(phTiziana Marini Copyright © 2019)
Leonardo da Vinci, nel suo Trattato della pittura, ci dice
che ogni forma e ogni corpo sono
plasmati nel gioco dell’ombra e della luce e l’ombra è nella natura delle cose
universali. Questo gioco dell’ombra e della luce colora e si ritrova tutto in
questa silloge di Tiziana Marini, un’opera profondamente lirica, simbolica e
metaforica, che ci indica come e quanto ogni sfumatura di ombra si integri con
ogni sfumatura di luce. Le sue poesie sono una rivisitazione del cammino, del
percorso della vita, immagini, flash, che si dipanano come fili di luce dalle
anse, dalla penombra dell’intreccio dei ricordi.
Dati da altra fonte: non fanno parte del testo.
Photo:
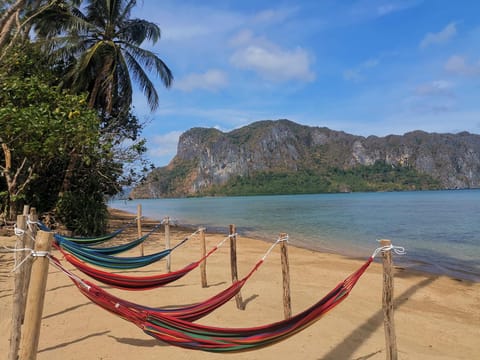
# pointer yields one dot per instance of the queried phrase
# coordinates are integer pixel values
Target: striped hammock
(112, 250)
(127, 282)
(85, 240)
(187, 313)
(115, 262)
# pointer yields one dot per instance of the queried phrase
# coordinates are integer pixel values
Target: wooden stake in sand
(387, 302)
(139, 226)
(36, 297)
(167, 241)
(203, 252)
(31, 233)
(233, 265)
(18, 295)
(287, 305)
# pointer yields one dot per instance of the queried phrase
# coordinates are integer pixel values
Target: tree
(41, 126)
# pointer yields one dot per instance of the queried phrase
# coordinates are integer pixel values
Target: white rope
(18, 231)
(69, 273)
(223, 241)
(32, 253)
(398, 250)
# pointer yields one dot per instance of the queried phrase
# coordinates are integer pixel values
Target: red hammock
(188, 313)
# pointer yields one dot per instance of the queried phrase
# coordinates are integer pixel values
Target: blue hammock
(86, 240)
(115, 262)
(112, 250)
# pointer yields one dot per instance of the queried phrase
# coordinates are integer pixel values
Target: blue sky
(366, 67)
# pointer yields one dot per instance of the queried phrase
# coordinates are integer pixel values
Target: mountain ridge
(212, 162)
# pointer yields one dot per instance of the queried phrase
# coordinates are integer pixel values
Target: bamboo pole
(167, 241)
(139, 226)
(233, 265)
(19, 284)
(387, 302)
(287, 304)
(36, 298)
(203, 264)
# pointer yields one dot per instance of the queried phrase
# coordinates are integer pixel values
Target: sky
(365, 67)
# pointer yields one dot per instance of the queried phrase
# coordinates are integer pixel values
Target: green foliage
(378, 177)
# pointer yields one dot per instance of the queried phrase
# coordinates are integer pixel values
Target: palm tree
(101, 47)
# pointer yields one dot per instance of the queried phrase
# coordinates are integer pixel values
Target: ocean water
(440, 230)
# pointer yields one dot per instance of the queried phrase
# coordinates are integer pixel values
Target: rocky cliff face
(207, 157)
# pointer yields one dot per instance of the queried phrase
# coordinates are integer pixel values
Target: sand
(436, 317)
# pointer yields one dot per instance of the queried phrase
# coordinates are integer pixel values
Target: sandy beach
(436, 317)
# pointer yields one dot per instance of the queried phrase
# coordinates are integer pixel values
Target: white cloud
(352, 75)
(270, 61)
(274, 15)
(211, 80)
(437, 87)
(457, 64)
(357, 74)
(441, 37)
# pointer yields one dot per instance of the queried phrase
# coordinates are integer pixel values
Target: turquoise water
(440, 230)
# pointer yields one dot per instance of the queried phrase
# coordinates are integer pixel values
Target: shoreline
(413, 266)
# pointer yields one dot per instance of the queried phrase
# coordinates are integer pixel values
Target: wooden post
(203, 264)
(139, 226)
(31, 233)
(233, 265)
(167, 241)
(36, 297)
(18, 308)
(387, 302)
(287, 305)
Dall’ombra e dalla penombra
c’è la possibilità di cogliere meglio, di definire i contorni, le
sfaccettature, le tracce di luce, di scovare, di ritrovare anche i raggi più
esili, le orme più lievi e di ri-costruire le assenze sempre presenti nella
nostra anima e che continueranno sempre a illuminarci, a colorare della loro
luce il nostro cammino con la nostalgia
di ciò che non potrà più tornare e la dimensione dell’accettazione. Le metafore
delle foglie, degli alberi, degli eventi naturali, si dispiegano in un
andirivieni di immagini nelle quali l’osservazione della natura, né benigna né
matrigna, rasserena tutte le inevitabilità esistenziali degli uomini. Tutte le
poesie, di un impalpabile spessore, mostrano, in una dimensione anche
leopardiana, il nostro più o meno affannoso impegno nel legare i fili più o
meno sottili di luce e dalla nostra penombra, accarezzarli, cullarli,
custodirli, con disperante speranza.